Personne. Qu’a-t-elle de révolutionnaire, cette autoproclamée révolution
sexuelle ? Rien. » Il cite ensuite Michel
Bozon, directeur de recherche à l’Institut national d’études démographiques :
« On pourrait plutôt décrire les transformations contemporaines comme
le passage d’une sexualité reposant sur des disciplines internes. Il ne
s’agirait pas d’une libération mais d’une intériorisation et d’un
approfondissement des exigences sociétales. Aujourd’hui, pas plus qu’hier, il
n’y a d’autonomie de la sexualité. »
Tal
Madesta dénonce encore les ravages du développement
personnel et des vendeurs de sextoys, qui
transforment la sexualité en thermomètre de la valeur d’un individu, et en font
l’unique vecteur de liens intimes. Les applications de rencontre représentent
l’acmé de ce phénomène.
Jeanne,
24 ans, en est revenue. « Les applis, c’est un peu le Uber Eats du sexe. On s’en lasse vite. Si on mange thaïlandais
tous les jours, on n’a peut-être plus trop envie de manger thaïlandais. On sait
que c’est là, au cas où. » Au début, la jeune femme trouvait cette
abondance de chair disponible « très excitante », et
consultait l’appli plusieurs fois par jour. Les confinements de 2020, par
ailleurs, ont rendu, selon de nombreux jeunes, les échanges plus intenses. « On
avait que ça à faire, alors on discutait longtemps, de tout, se souvient
Jeanne. Mais aujourd’hui, c’est redevenu un truc de gros bourrin. On a
tendance à croire qu’avec les applis on a du sexe sur commande, alors que ce n’est
pas du tout vrai. Maintenant, on cherche la magie. Aujourd’hui, si je reçois un
message et qu’il n’est pas incroyable, je ne réponds même pas. Je connais la
chanson. Maintenant, je cherche l’étincelle, la rareté. Et à force de chercher
l’exception, il ne se passe plus rien. »
Moins
mais mieux, cela semble être aussi la démarche de Cameron, jeune homosexuel de
23 ans, qui voudrait tout recommencer. Étudiant à Clermont-Ferrand, il avait
pour habitude de consommer la sexualité. Mais en 2021, à la fin de sa licence,
il s’engage en service civique pendant un an. Avec ses collègues engagés,
polyamoureux et pansexuels, il découvre un tout nouveau « script »

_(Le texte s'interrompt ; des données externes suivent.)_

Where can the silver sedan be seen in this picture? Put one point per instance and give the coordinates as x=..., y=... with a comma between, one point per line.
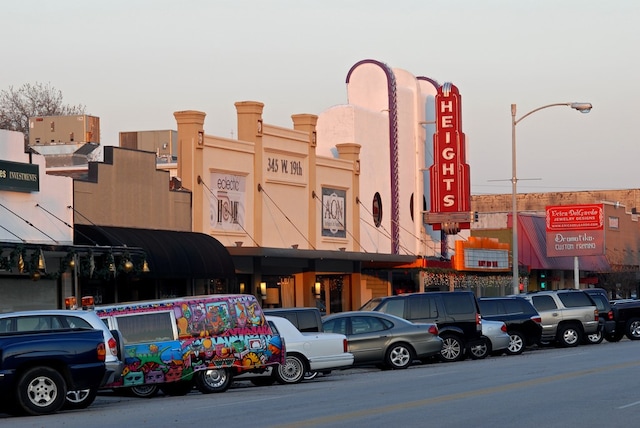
x=384, y=340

de la sexualité. Il stoppe tout net. Cela fait plus d’un an et demi que le
jeune garçon n’a pas eu de rapports. Le soir, quand il sort, son père lui lance
souvent des blagues, goguenard, sur le fait qu’il ne rentrera pas seul. « Peut-être
que lui, à l’époque, il calculait ses sorties comme ça, tente l’étudiant. C’est
comme si, pour lui, je ne pouvais pas aller en soirée sans choper
quelqu’un. » Aujourd’hui, Cameron aimerait reprendre sa vie sexuelle à
zéro, loin des scénarios habituels (« l’homme pénètre et domine »)
et des injonctions à la virilité. « J’ai envie d’une deuxième
première fois. Mais cette fois-ci, je m’écouterai plus, je prendrai le temps de
connaître la personne, de faire des rendez-vous, de raconter ce que j’aime,
moi. Et on prendrait notre temps pour établir quelque chose rien qu’à
nous. »
Avec ou sans sexe, il s’agit surtout de vivre des émotions et
des relations qui ne soient pas nécrosées par les normes sociales. Tal Madesta a une
idée pour ça : il propose… d’aller au cinéma. Il y a pour lui plein
d’autres moyens d’investir son corps que les rapports sexuels, comme le sport
par exemple. Et pour construire des relations intimes, il préconise la réhabilitation de l’amitié, « cette
autre forme d’amour à laquelle on accorde le bénéfice de l’inconstance ». Selon
lui, l’amitié est dénigrée par rapport au couple car elle ne produit rien, pas
d’achat d’appartement, ni enfant, ni de déjeuner chez les beaux-parents, ni de
victime sociale, alors que c’est un bouclier social et politique. « Les
liens les plus fertiles sont aussi des moins rentables », conclut-il.